All of [this] I have done with the loss of 4 whites and 15 Indians, and without one Penny charge to the Publick. Before this Expedition, we were more afraid of the Spaniards of Apalatchee and their Indians in Conjunction with the French of Mississippi, and their Indians, doing us Harm by Land, than of any Forces of the Enemy by Sea. This has wholly disabled them from attempting anything against Us by Land.
— —James Moore's report

Many survivors fled westward and settled near the French colonial outpost of Mobile, while others ended up near either St. Augustine or Pensacola; Bienville reported that about 600 refugees were settled near Mobile. The Apalachees taken by Moore were resettled either along the Savannah River, or among the Muscogee living near the Ocmulgee River. The free Apalachee refugees that settled these areas were frequently harassed by slavers; in some cases Indians taken as slaves were freed after protests were made to Carolina authorities.

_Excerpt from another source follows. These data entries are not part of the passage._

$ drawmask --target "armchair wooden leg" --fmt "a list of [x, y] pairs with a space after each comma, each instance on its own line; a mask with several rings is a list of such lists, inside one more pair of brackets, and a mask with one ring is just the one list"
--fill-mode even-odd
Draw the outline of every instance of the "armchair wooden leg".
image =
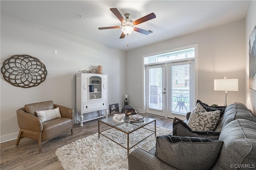
[[38, 133], [38, 150], [39, 153], [42, 152], [42, 132]]
[[21, 136], [22, 135], [22, 132], [20, 129], [20, 132], [19, 132], [19, 135], [18, 136], [18, 138], [17, 138], [17, 141], [16, 141], [16, 146], [19, 145], [20, 143], [20, 140], [21, 139]]
[[74, 132], [73, 131], [73, 127], [71, 129], [71, 135], [73, 135]]

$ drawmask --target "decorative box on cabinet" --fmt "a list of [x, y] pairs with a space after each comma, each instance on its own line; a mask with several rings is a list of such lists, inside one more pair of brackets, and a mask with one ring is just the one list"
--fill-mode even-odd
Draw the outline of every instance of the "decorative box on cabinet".
[[[76, 74], [76, 122], [83, 123], [106, 116], [107, 107], [108, 75], [80, 73]], [[102, 110], [105, 109], [105, 114]], [[98, 115], [84, 120], [83, 115], [98, 111]]]

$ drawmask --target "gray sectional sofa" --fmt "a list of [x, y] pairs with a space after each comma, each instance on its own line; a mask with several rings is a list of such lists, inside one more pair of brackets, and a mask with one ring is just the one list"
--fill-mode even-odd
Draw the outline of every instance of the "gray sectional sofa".
[[[256, 169], [255, 116], [240, 103], [228, 106], [222, 116], [215, 130], [207, 132], [192, 131], [186, 121], [175, 118], [174, 135], [207, 138], [211, 141], [172, 143], [172, 134], [158, 137], [157, 137], [156, 147], [149, 152], [138, 148], [130, 153], [129, 169]], [[215, 145], [220, 143], [223, 143]], [[202, 159], [200, 152], [206, 154]]]

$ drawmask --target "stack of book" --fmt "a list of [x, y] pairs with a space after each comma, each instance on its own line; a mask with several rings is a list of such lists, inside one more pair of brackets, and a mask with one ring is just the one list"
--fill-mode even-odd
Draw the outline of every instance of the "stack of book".
[[131, 122], [143, 122], [144, 121], [144, 117], [136, 114], [129, 116], [129, 121]]

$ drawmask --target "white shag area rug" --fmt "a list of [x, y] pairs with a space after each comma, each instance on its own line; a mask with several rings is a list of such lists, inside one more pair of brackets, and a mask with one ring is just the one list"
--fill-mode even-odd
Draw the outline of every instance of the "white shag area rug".
[[[122, 125], [124, 125], [126, 124]], [[144, 127], [154, 130], [153, 124]], [[171, 132], [169, 129], [156, 126], [156, 136], [167, 135]], [[150, 133], [152, 132], [140, 128], [130, 134], [130, 147]], [[114, 128], [104, 133], [126, 147], [127, 135], [125, 133]], [[155, 145], [156, 138], [153, 134], [131, 149], [130, 152], [137, 148], [149, 151]], [[99, 138], [98, 133], [58, 148], [55, 153], [66, 170], [128, 169], [127, 150], [102, 135]]]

The Spanish responded to the raids by encouraging privateering raids against Carolina coastal plantations. In the following years, the English colonists continued to make inroads against Spanish and French interests in Florida and on the Gulf Coast, but they were never able to capture St. Augustine, Pensacola, or Mobile, the main Spanish and French settlements. Pensacola was twice besieged by the Muscogee in 1707, apparently with English colonial support. English-allied Indians also made incursions into French-dominated territories to the west, but English intentions to assault Mobile never got beyond the planning stages; there was a raid on an Indian village near Mobile in 1709.

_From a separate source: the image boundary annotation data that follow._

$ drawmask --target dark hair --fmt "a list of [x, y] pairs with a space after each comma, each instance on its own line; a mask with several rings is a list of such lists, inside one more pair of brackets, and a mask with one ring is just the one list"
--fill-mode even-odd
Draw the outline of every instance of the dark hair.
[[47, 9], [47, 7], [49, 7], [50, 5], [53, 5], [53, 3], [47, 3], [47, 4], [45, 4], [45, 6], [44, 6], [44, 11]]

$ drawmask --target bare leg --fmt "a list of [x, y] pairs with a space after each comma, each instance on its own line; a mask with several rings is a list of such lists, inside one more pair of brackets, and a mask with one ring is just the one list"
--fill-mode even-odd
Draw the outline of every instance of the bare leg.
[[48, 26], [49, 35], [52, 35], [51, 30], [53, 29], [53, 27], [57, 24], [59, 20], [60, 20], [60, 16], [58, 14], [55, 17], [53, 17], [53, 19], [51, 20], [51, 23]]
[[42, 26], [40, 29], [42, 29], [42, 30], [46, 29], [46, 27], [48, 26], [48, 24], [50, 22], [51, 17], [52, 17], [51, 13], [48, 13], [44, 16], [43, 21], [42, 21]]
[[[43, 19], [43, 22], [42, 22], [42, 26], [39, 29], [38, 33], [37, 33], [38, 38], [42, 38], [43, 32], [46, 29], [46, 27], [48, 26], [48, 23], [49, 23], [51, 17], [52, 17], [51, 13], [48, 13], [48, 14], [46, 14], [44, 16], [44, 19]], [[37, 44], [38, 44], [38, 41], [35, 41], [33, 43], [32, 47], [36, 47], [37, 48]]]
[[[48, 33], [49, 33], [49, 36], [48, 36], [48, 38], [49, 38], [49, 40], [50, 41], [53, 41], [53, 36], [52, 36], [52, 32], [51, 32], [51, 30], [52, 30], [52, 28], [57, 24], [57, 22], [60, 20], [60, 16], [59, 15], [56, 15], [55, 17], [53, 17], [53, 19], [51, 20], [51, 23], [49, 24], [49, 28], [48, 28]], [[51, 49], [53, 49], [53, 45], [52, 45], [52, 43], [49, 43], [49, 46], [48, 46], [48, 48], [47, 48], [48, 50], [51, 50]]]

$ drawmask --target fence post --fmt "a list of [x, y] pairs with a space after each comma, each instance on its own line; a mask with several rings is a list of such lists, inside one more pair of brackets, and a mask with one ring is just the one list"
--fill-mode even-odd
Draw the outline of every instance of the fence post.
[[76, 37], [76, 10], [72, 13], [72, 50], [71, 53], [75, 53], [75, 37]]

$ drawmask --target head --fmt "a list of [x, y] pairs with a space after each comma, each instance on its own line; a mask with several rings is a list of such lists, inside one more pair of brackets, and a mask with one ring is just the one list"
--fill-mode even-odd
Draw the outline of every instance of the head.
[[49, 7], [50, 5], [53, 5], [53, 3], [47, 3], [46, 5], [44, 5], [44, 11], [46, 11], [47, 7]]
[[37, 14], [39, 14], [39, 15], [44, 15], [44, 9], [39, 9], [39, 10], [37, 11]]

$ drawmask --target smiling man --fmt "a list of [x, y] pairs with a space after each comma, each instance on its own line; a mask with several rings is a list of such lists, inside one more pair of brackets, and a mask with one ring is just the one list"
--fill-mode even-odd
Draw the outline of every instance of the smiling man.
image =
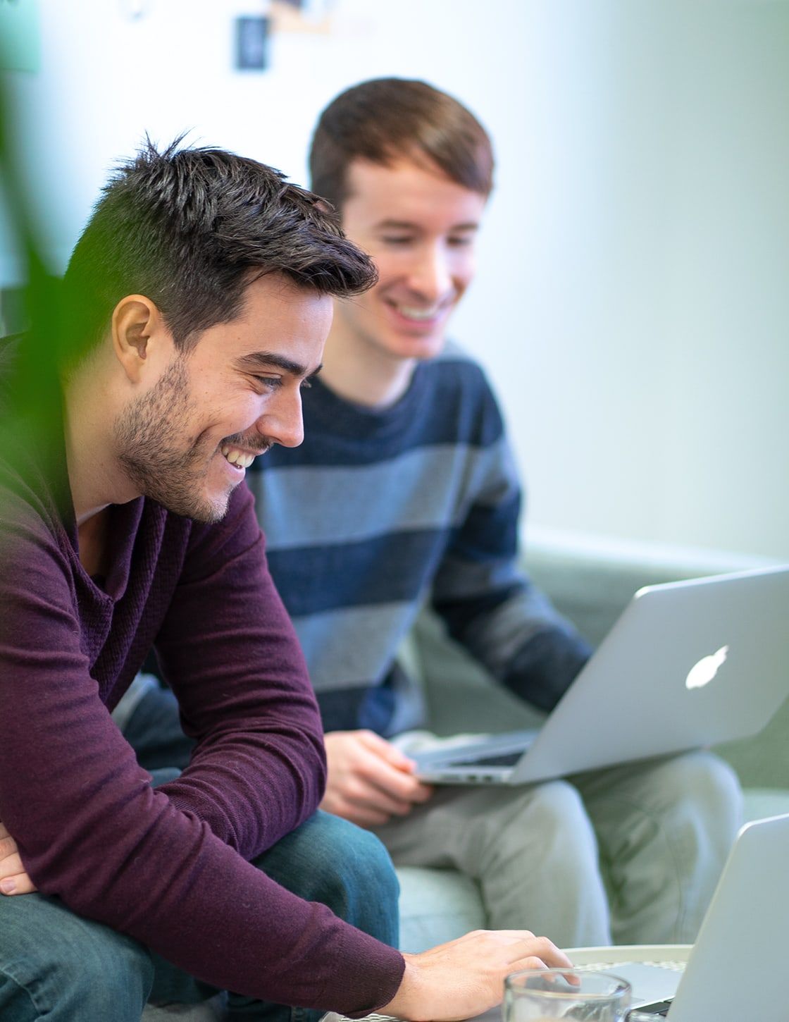
[[[429, 721], [396, 657], [423, 603], [543, 710], [590, 649], [519, 567], [502, 416], [447, 340], [493, 187], [485, 131], [423, 82], [380, 79], [323, 111], [310, 166], [378, 282], [335, 303], [305, 444], [273, 451], [249, 484], [326, 730], [323, 808], [372, 828], [396, 865], [473, 878], [494, 927], [565, 946], [692, 941], [739, 822], [714, 756], [522, 788], [431, 790], [415, 776], [406, 752]], [[512, 329], [523, 343], [527, 324]], [[167, 693], [143, 694], [127, 726], [142, 761], [188, 761]]]
[[[2, 350], [3, 1022], [216, 988], [244, 1019], [457, 1018], [567, 961], [528, 932], [404, 958], [380, 843], [315, 814], [318, 709], [242, 483], [300, 443], [332, 296], [373, 280], [276, 172], [148, 145], [77, 244], [62, 337]], [[151, 645], [194, 743], [155, 788], [109, 715]]]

Due in part to the somewhat fragmentary, unclear, and contradictory primary materials about these raids, historians have at times written widely varying accounts of the number of Indians that were enslaved. Although Moore claimed in his report that a large number of Apalachee were enslaved, modern historians believe that a significant number of those resettled by Moore went voluntarily, and were not actually slaves. Vernon Crane, in The Southern Frontier, 1670–1732 (originally published in 1929), uncritically accepts Moore's numbers, and 19th century South Carolina historian Edward McCrady only mentions 1,400 Apalachees being taken, of whom only 100 were slaves. Historian Allan Gallay, in a modern analysis, opines that the raids in 1704 alone resulted in the enslavement of between 2,000 and 4,000 Indians.

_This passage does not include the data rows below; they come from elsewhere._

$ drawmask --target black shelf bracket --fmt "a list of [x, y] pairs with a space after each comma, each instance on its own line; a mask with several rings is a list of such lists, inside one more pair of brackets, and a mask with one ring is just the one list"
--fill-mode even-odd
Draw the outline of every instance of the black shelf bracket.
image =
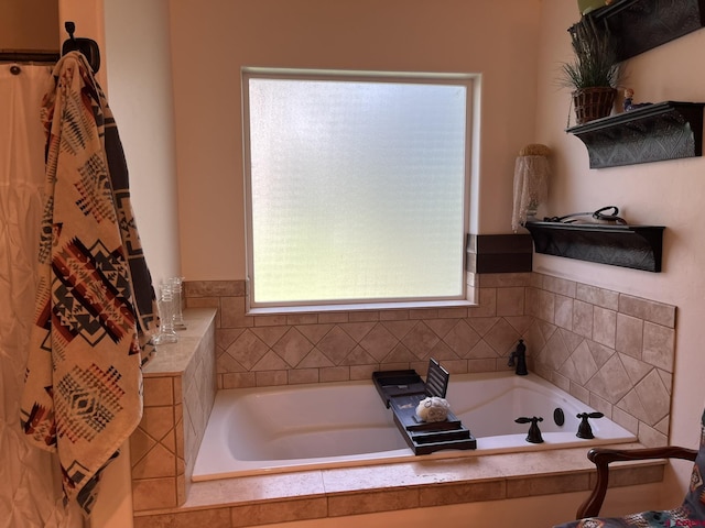
[[661, 272], [662, 226], [527, 222], [536, 253]]
[[604, 24], [626, 61], [705, 25], [705, 0], [617, 0], [589, 16]]
[[702, 156], [703, 107], [703, 102], [658, 102], [566, 132], [585, 143], [590, 168]]

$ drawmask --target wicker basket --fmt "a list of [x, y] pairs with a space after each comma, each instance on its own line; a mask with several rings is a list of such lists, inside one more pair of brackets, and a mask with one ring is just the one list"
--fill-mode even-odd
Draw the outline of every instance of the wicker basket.
[[612, 111], [617, 90], [606, 88], [583, 88], [573, 92], [575, 105], [575, 120], [584, 124], [599, 118], [606, 118]]

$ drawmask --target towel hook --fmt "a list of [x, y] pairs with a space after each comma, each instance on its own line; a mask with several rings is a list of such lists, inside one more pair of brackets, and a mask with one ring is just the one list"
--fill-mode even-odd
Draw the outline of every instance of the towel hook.
[[76, 32], [76, 24], [72, 21], [64, 22], [64, 28], [68, 33], [68, 38], [64, 41], [62, 55], [66, 55], [68, 52], [78, 51], [86, 57], [94, 74], [98, 73], [98, 69], [100, 68], [100, 50], [98, 48], [98, 43], [91, 38], [76, 38], [74, 36], [74, 33]]

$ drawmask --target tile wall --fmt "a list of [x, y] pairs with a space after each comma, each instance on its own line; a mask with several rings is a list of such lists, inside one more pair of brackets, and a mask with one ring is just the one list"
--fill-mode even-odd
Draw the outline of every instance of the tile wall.
[[215, 310], [187, 310], [178, 342], [159, 345], [147, 364], [142, 420], [130, 437], [134, 512], [186, 501], [216, 393]]

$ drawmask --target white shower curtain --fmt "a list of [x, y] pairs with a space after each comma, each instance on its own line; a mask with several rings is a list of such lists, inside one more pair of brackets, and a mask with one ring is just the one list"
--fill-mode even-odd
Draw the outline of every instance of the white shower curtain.
[[55, 455], [20, 429], [44, 186], [41, 100], [52, 68], [0, 63], [0, 528], [83, 526], [67, 514]]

Opinions also differ as to the long-term fate of the Indians that voluntarily went with Moore. Since a 1715 census of the Savannah River settlements counted fewer than 650 Apalachees, Allan Gallay believes that the balance were probably sold into slavery. James Covington believes that a combination of factors was to blame: in addition to active slaving against those settlements, disease, starvation, intermarriage with other tribes, and migration to other communities account for the difference.